I was semi back to normal- I mean as normal as you can be after going through that. Christmas came fast and trying to get all the things done really took my mind off it. On Christmas eve, I ran out to an antique store to pick up something. When I was walking around, there sitting on a shelf was the most perfect angel baby statue. It was like a sign. I had to get it. It had a little blue sash on it, so I thought that was god's way of telling me it was a boy.  

Right after the holiday's is Vinny's birthday, so I still was busy. About a month after the procedure I had a message in my chart come through. I opened it without even thinking, because I thought everything was already processed. I opened up the message and in the first line it said TEST RESULTS: normal FEMALE chromosomes found. It was a girl.. and this is how I found out. All those emotions I put behind me came flooding back. 

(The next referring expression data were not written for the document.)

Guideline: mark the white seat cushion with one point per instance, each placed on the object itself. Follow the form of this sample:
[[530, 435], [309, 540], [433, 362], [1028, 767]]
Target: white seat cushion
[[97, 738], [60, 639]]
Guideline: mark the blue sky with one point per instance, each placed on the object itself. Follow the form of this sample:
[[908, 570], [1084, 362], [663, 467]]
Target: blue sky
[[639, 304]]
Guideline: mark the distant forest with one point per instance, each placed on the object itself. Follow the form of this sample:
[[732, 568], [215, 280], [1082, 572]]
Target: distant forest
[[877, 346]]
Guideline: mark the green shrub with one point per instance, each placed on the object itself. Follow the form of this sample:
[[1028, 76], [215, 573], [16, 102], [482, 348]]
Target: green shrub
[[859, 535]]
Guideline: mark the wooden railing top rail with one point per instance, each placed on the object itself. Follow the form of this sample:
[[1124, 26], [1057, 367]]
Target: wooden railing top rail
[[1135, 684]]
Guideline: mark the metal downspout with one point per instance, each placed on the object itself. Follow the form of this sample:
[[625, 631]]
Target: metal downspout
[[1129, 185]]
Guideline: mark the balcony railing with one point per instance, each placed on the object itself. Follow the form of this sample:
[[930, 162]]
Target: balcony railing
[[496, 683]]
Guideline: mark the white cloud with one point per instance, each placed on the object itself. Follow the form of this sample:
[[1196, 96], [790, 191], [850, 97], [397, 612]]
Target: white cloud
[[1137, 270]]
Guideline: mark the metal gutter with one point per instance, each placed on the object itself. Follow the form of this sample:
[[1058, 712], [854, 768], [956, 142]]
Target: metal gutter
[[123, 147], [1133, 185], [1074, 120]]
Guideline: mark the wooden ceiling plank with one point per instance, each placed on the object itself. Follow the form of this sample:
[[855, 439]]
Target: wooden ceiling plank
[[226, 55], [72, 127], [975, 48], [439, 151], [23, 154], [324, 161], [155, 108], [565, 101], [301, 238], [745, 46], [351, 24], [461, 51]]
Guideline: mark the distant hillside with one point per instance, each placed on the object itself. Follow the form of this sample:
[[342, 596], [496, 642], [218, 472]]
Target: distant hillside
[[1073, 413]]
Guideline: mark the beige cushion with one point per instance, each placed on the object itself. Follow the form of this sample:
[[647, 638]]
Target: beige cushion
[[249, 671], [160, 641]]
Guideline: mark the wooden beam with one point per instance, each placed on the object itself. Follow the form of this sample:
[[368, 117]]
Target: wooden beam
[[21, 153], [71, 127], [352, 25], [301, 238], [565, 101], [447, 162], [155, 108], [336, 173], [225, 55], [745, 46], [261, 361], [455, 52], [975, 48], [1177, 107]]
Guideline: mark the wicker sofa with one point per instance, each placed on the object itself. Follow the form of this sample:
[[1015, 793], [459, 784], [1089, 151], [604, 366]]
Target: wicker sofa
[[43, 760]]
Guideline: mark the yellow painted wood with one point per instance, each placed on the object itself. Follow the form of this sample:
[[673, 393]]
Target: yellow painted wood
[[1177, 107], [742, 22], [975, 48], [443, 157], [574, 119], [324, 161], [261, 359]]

Honestly, this is a very raw post for me. I've started writing and deleted numerous times. But, this time of year the memories of the excitement of being pregnant come flooding back. I joke all the time that I truly hate being pregnant. Being sick, giving up some things which make 9 months seem like an eternity, and then the pain you go through. But I would go through it all again, just to have the benefits of bringing your little one home. 

I don't share my story for sympathy. Actually the complete opposite. I want to share that if you are going through this- you are NOT ALONE! It still amazes me how common this is and you prolly know more people then you think that have been through this too.